For an attempt at brevity, let us look at just one of these – the way in which we use our time. Schumacher asserts that ‘the most natural thing for every person born into this world is to use his hands in a productive way’. Let this not be confused with the earlier point of contention, where man is, at best, a cog in a machine. Schumacher’s emphasis is on creativity – the intrinsic capacity to create. Creativity is more than just being ‘artsy’ as schools have taught us to think; it is to live in such a way that acknowledges the freedom of man to choose, and moreover to make choices that enhance that freedom within ourselves and within others.

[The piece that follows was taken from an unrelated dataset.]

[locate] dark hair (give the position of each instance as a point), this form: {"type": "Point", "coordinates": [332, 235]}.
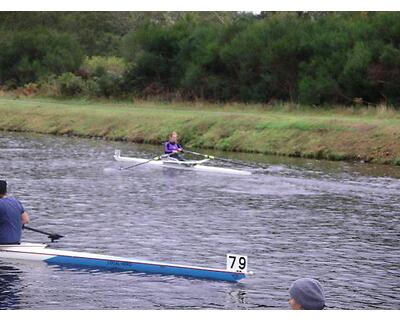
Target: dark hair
{"type": "Point", "coordinates": [3, 187]}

All people, regardless of education and background, ought to find something creatively productive to do with their time. By creatively productive, I mean intellectually-stimulating, life-affirming, and even challenging. We need to stretch our thought processes beyond our immediate surroundings and direct them towards a clarification of our central convictions.

When we live just to satisfy external demands, life becomes empty; soulless; meaningless. For so many people, the creative impulse has been crushed, little by little, by simply fitting in with a mad system.

We have a built-in need to live meaningfully and creatively. I would go so far as to say we have a duty. This is the part that is never stressed nearly enough. Metaphysically speaking, if humans are co-creators in the natural world, then our actions are not simply part of some pre-ordained divine plan over which we have no control. Philosophers have grappled to reconcile human choice with belief in the divine since time immemorial. Small is Beautiful is no thesis on Creation, and there is a basic assumption that human actions are critical to the future of our species and our planet. But there is also an understanding that every choice we make requires some sacrifice.

Schumacher gives the example of education. The Chinese were the first to calculate that economically speaking, it takes the work of about 30 peasants to send a child to university. Is education then then a right or a privilege? Or to put it in more nuanced terms: if it is a universal right, as has been established, is it entirely ours? Are we really free to decide what we do with our education? Do we not owe some service to our society for all the unknown sacrifices that got us there? These are the kind of questions that we ought to be asking ourselves, especially today when there is so much debate over access to education.

If we are co-creators, we are also directly responsible for our actions toward nature. There is such a thing as the human relationship with nature. It begins with acknowledging that humans are a part of nature, not over and above it. We may have special advantages, but we are still living beings who directly depend on the greater whole. This fundamental humbling of thought is crucial in a world that is fast becoming inhospitable due to our own arrogant behaviour.


A wake-up call

Would you purposefully knock down the walls of your own home if you could sell the rubble? Would you burn the only clothes you had if the smoke earned you money? Would you bash the very foundations on which you lived because some corporate showed special interest? The resounding answer to all of this is, of course, NO! Such actions would be absurd, self-destructive and no doubt would warrant suspicion of insanity. And yet this is what we do to our only home – Earth.

When you reduce all big issues to their simplest, most human form, the answers are clear. Without losing nuance, we need to radically change how we think. We need to question every, and I mean every, known system that has landed us where we are today. Clearly, something isn’t working.

To me, the scariest part of this book is that it was written in 1971. Nearly half a century on, every concern that is raised, every emphasis on transformed philosophy, every call to place what is good for humans above what is good for money, is just as relevant today as it was forty-five years ago. In fact, it is more so. Read this book.